Don’t Ignore Generational Differences
March 25, 2022 | BY Simcha Felder , CPA, MBA
Today’s workforce may be the first ever to include five generations (Silent Generation, Baby Boomers, Gen X, Millennials, and Gen Z) working side by side. For many business leaders, managing multiple generations in the workplace presents unique challenges, but it also creates unique opportunities.
A generation is an age cohort whose members are born during the same period in history. Each generation grows up in a different context and experiences significant events at similar life stages. As a result, different generations may have different work expectations. If not addressed correctly, sometimes these generational differences can cause tensions in the workplace, and can hurt your organization’s productivity by limiting employee collaboration, creating emotional conflict, and lowering performance.
Sadly, many businesses do not take any steps to address intergenerational issues. Even when organizations do try and address them, the strategy has often been to encourage employees of different generations to focus on their similarities or deny the existence of any differences. But this is a huge, missed opportunity. Age-diverse teams can be incredibly valuable because they bring together employees with different but complementary skills, abilities, and networks. Age- diverse teams are known to be more productive and offer better decision-making, if managed effectively.
So how do business leaders embrace the challenges and benefits of a multigenerational workplace? The following steps may help bridge generational gaps and help create an intergenerational workforce that uses its age diversity to build something that no single generation could build on its own.

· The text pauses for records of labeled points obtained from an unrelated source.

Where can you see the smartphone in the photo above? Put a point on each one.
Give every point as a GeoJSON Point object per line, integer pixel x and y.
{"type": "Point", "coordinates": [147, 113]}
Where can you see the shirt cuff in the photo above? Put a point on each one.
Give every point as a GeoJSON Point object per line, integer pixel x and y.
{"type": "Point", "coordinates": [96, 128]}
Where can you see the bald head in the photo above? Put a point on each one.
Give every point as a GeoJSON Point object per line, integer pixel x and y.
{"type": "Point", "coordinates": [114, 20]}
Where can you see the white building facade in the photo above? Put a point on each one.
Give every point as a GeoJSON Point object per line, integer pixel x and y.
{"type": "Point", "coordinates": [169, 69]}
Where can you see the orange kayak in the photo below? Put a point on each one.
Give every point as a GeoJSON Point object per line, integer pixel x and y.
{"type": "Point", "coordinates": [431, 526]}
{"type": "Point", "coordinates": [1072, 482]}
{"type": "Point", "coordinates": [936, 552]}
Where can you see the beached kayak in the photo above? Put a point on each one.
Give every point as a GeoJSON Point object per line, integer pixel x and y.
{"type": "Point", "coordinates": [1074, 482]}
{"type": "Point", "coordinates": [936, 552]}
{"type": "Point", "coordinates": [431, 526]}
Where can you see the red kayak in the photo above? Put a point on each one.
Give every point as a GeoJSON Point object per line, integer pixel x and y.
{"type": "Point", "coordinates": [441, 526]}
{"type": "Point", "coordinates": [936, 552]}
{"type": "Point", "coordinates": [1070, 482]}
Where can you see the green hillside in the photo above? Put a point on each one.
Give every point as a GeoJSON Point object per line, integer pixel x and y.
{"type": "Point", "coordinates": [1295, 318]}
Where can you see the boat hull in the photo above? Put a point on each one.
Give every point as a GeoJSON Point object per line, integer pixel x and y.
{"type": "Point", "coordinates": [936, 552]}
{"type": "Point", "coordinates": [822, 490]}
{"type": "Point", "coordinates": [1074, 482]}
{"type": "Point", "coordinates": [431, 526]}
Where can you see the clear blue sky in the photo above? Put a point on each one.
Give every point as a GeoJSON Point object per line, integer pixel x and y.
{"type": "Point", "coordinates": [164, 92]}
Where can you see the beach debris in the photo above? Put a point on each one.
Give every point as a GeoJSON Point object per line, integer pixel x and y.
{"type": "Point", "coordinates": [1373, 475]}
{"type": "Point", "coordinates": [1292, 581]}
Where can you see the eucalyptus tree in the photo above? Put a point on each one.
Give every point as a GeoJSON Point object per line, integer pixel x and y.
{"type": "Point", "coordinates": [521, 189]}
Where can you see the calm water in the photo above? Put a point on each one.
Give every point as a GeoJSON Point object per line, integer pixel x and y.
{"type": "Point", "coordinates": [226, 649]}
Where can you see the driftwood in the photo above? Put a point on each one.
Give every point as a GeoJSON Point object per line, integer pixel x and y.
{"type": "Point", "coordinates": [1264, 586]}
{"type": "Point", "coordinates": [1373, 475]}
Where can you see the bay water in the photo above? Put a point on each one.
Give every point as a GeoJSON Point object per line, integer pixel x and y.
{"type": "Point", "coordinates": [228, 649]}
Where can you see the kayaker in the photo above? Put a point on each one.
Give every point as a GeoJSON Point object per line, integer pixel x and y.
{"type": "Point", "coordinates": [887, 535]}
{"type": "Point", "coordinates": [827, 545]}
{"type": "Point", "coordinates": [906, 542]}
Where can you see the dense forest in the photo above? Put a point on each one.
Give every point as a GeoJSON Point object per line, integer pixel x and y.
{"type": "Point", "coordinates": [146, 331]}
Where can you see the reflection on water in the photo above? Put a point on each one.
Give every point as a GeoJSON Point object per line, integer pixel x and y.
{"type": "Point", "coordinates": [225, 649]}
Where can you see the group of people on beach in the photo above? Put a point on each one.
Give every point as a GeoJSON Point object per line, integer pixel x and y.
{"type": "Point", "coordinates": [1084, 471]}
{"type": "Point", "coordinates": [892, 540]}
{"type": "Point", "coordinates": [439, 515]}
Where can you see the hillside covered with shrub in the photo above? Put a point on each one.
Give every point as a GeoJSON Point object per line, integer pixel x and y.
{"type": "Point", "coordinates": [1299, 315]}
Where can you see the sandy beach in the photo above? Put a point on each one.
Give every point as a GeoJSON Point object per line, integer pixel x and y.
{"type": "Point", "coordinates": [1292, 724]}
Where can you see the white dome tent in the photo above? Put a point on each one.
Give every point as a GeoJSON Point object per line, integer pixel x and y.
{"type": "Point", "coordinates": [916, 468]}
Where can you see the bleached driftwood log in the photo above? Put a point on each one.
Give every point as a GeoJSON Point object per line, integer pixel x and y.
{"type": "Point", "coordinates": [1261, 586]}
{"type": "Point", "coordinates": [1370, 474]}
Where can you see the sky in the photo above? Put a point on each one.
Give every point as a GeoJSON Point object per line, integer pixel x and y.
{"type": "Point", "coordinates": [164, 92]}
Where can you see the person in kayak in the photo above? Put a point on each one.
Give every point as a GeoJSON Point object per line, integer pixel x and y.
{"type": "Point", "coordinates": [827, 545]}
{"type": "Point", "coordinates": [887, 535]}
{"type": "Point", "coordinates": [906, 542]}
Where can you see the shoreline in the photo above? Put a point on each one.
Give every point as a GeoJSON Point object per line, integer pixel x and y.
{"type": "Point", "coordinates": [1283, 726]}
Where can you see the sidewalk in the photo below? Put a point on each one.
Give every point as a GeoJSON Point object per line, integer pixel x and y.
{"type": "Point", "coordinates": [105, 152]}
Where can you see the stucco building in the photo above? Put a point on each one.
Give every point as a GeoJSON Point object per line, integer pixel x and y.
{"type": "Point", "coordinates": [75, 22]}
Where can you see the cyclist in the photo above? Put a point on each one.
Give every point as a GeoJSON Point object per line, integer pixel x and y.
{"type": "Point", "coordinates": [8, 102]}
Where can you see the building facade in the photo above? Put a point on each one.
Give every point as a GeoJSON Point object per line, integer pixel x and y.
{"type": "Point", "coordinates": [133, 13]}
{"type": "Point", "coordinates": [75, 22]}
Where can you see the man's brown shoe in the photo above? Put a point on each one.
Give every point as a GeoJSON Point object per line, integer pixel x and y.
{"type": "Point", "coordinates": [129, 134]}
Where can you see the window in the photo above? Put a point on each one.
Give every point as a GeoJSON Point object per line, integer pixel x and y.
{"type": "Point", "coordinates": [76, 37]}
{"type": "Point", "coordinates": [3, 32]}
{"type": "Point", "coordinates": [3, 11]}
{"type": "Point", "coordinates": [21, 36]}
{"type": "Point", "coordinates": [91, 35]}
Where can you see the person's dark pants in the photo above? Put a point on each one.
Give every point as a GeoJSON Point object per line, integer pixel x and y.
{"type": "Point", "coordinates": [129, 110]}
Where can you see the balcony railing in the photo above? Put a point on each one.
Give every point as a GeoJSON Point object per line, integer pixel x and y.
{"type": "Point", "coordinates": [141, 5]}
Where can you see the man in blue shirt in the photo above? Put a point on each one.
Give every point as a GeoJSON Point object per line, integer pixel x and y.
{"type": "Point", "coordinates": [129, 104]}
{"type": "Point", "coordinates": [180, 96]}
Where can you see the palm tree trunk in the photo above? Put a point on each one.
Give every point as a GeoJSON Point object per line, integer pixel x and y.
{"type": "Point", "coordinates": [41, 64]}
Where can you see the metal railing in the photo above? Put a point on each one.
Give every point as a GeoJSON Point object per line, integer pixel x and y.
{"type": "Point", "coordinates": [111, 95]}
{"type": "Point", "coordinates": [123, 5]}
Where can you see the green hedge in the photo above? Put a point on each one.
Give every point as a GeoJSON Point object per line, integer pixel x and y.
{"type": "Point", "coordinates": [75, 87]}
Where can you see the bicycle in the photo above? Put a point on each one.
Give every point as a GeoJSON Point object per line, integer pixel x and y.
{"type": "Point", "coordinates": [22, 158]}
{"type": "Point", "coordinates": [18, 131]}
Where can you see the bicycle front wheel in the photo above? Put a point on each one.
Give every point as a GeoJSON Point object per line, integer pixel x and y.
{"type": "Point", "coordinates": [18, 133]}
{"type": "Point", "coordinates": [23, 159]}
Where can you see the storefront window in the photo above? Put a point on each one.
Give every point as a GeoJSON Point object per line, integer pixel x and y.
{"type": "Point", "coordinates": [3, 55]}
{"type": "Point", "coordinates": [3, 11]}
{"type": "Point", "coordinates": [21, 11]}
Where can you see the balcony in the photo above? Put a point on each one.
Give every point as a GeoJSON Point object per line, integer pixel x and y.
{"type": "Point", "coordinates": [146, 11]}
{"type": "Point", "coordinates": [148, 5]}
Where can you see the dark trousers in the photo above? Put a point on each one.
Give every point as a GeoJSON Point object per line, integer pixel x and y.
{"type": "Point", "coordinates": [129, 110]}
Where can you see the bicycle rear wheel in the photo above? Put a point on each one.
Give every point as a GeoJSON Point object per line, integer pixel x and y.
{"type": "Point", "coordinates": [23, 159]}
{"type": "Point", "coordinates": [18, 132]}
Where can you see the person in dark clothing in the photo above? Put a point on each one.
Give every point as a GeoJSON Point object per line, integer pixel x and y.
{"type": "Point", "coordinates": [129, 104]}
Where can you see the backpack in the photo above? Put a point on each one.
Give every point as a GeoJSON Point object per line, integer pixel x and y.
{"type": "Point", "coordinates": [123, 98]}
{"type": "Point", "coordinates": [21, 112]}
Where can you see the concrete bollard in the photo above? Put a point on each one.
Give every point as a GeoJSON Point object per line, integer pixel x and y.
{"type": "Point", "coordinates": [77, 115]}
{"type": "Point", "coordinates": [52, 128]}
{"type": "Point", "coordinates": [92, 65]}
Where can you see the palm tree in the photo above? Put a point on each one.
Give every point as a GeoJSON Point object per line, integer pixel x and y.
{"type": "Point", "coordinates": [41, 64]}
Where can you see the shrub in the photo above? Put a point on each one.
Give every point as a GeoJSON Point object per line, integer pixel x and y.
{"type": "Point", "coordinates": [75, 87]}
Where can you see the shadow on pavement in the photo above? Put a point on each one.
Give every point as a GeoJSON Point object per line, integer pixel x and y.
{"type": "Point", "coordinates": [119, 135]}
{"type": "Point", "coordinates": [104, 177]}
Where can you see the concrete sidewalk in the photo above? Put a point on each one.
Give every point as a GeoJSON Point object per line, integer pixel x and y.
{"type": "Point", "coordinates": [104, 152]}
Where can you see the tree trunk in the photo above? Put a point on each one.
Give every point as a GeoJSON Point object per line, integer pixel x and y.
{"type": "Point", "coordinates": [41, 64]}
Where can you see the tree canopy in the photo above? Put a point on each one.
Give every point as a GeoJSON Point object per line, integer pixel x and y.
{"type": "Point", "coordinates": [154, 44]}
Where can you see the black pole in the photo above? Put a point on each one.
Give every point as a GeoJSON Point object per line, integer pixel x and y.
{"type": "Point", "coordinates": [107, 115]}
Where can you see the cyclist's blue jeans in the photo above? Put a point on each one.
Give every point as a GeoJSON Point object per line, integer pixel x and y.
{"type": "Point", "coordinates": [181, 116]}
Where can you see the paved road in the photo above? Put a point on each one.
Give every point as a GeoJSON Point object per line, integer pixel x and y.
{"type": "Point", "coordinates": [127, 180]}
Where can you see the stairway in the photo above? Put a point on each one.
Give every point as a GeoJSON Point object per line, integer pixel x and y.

1. Identify and Acknowledge Differences.
The assumptions we make about generational groups (or any groups for that matter) can hold us back from understanding our coworkers’ true character, as well as the skills, strengths, and connections they have to offer. Having the awareness to recognize we are making these assumptions is the first step to combating them.
As an example, imagine you oversee a social media campaign. Which employees or coworkers would you choose to work on this campaign? Most of us would probably say our younger colleagues. Consciously, you likely believe you are choosing the most qualified and the most interested workers. Unconsciously, you may be giving in to deeply held assumptions that older people dislike technology or are uninterested in learning anything new.
2. Adjust your Assumptions.
Recognizing assumptions is important, but the next step is actively addressing them. Stereotypes often cause us to incorrectly attribute differences to a group, which causes tension for no real reason. Consider whether your assumptions align with the reality of the situation at hand, or whether you’ve been judging someone’s actions and attitudes based only on a stereotype. Try to understand why colleagues from different generations might approach a situation differently than you do.
A well-known example is an older coworker may get frustrated with their younger colleague, when, in the middle of a conversation about a difficult work project, the younger coworker starts using their cell phone. Of course, checking a phone mid-conversation might offend a lot of people, but, if the older employee can adjust their assumptions, they may realize that their younger coworker was just checking their phone to try and get information to help with the difficult work project.
3. Encourage Mutual Learning.
The key to truly getting the most out of intergenerational teams is that each employee must believe that they have something to learn from colleagues in all different age cohorts. The ultimate goal is to have mutual learning among every employee, with coworkers of all ages teaching and learning from one another in an ongoing loop. Mutual learning happens best when coworkers of different generations have good relationships with each other, and everyone is looking for opportunities to grow.
Businesses and organizations need to acknowledge that skill sets, motivations and values differ among different generations. Leaders need to view this diversity as a strength and encourage a culture where generations can work in harmony and learn from each other. Every generation has something to teach and something to learn.